When we first launched the boat, there wasn't much change in the noise with either motor in gear at idle. After running the boat offshore 25 miles at cruise, I checked for the knocking noise again in the port motor, and now it only did it in reverse. Around mid day, the noise was all but gone on the port motor in either gear!
Apparently, mechanic B was correct. My motor was running so poorly causing the noise which resonated down to the lower and driving me nuts. 

Now, the starboard motor is making noise as well but it isn't as bad as the port once was. I plan on matching the vacuum like I did on the port motor and hopefully that will be an end to my headache with the boat......for now. 
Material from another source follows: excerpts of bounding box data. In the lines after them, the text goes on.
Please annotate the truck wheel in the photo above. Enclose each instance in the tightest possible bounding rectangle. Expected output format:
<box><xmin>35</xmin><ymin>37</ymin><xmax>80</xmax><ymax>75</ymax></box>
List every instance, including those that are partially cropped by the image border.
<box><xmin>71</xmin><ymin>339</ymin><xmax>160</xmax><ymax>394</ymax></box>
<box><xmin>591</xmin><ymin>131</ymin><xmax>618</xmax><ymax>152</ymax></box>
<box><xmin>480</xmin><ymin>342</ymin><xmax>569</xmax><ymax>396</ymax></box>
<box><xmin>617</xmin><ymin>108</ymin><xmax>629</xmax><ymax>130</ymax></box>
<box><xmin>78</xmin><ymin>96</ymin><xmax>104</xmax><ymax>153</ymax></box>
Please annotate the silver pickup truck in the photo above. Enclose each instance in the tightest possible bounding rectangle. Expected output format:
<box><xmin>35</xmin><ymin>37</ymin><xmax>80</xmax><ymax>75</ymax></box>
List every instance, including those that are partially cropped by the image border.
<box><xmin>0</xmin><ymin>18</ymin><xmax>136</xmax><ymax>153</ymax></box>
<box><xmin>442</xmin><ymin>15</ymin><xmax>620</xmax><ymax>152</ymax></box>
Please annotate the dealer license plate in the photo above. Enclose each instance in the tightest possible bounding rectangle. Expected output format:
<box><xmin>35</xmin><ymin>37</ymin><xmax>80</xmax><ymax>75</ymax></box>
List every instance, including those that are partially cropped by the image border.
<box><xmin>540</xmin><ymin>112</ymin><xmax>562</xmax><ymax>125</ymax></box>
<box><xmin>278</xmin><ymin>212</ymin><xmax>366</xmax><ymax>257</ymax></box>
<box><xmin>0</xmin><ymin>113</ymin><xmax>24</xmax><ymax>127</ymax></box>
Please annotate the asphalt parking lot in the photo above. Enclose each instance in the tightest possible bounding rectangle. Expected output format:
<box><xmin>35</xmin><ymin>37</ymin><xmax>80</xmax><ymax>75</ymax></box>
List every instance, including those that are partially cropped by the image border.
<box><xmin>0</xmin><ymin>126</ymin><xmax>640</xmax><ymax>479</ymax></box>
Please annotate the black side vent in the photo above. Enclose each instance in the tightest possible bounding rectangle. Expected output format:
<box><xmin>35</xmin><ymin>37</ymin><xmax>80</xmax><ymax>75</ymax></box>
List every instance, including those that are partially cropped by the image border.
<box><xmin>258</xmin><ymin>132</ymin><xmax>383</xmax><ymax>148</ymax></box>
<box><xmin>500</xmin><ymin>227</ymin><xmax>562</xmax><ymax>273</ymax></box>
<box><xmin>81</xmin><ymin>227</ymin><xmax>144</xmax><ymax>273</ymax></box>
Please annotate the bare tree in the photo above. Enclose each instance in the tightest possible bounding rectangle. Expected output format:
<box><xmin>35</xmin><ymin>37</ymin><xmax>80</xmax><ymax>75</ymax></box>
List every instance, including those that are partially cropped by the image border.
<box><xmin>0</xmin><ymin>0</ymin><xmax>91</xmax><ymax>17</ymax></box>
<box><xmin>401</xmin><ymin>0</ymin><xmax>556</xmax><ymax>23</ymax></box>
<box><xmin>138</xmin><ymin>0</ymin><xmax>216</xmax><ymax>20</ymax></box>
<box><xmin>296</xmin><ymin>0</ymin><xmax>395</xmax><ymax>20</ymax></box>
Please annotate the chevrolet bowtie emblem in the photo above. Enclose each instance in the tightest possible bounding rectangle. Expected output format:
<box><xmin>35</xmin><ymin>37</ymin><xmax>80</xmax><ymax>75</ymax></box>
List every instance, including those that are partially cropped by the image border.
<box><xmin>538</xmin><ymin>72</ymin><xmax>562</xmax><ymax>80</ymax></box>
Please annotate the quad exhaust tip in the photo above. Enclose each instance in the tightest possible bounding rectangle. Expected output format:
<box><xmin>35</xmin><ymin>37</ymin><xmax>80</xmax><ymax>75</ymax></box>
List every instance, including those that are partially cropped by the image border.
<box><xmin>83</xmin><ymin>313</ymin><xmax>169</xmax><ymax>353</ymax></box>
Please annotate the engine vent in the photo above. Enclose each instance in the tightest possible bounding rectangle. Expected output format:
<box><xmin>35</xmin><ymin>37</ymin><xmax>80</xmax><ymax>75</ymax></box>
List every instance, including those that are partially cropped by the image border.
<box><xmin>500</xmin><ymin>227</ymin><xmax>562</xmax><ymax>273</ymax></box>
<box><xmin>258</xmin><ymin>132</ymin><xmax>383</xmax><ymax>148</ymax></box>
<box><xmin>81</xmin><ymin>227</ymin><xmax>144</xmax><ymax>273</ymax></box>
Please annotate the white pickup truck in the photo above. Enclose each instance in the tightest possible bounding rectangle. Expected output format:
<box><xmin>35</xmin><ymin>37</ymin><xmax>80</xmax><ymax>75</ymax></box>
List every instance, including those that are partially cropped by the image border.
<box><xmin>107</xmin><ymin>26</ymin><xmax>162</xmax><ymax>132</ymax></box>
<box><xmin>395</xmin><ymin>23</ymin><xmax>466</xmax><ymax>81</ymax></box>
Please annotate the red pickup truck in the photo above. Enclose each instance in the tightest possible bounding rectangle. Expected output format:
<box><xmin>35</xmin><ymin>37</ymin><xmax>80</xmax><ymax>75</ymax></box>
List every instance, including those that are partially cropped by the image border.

Thanks for everyone's help on this project.


----------



## Emerald Ghost (Mar 11, 2008)

You're one heck of a mechanic !


----------



## Deeplines (Sep 28, 2007)

Wish I could have been there to see that. That sounds WAY over my head if that is the knocking sound I hear coming from my foot. My sound does go away completely at 1500RPM and only when in gear.


----------



## kanaka (Oct 3, 2007)

I remember trying to sync a 4 cyl jap bike eons ago with a homemade gauge using tubes and mercury. Worked nice till I blipped the throttle, all the mercury was gone. Didn't feel like buying more thermometers.


----------



## Riledup (Jun 10, 2013)

Deeplines, 
If yours sounds like mine does on the video then that is probably the problem. Now that my port motor is running right and not making any noise, at idle it is smooth and doesn't shake like it did before. May be something to look at on yours. I remember when I first got these motors with only 200 hours on them they didn't shake at all or make any noise, I had turn around to make sure they were still on because they were so quiet. If you rule out all the easy stuff and you still have problems, let me know, we can work something out to try to get you running right.


----------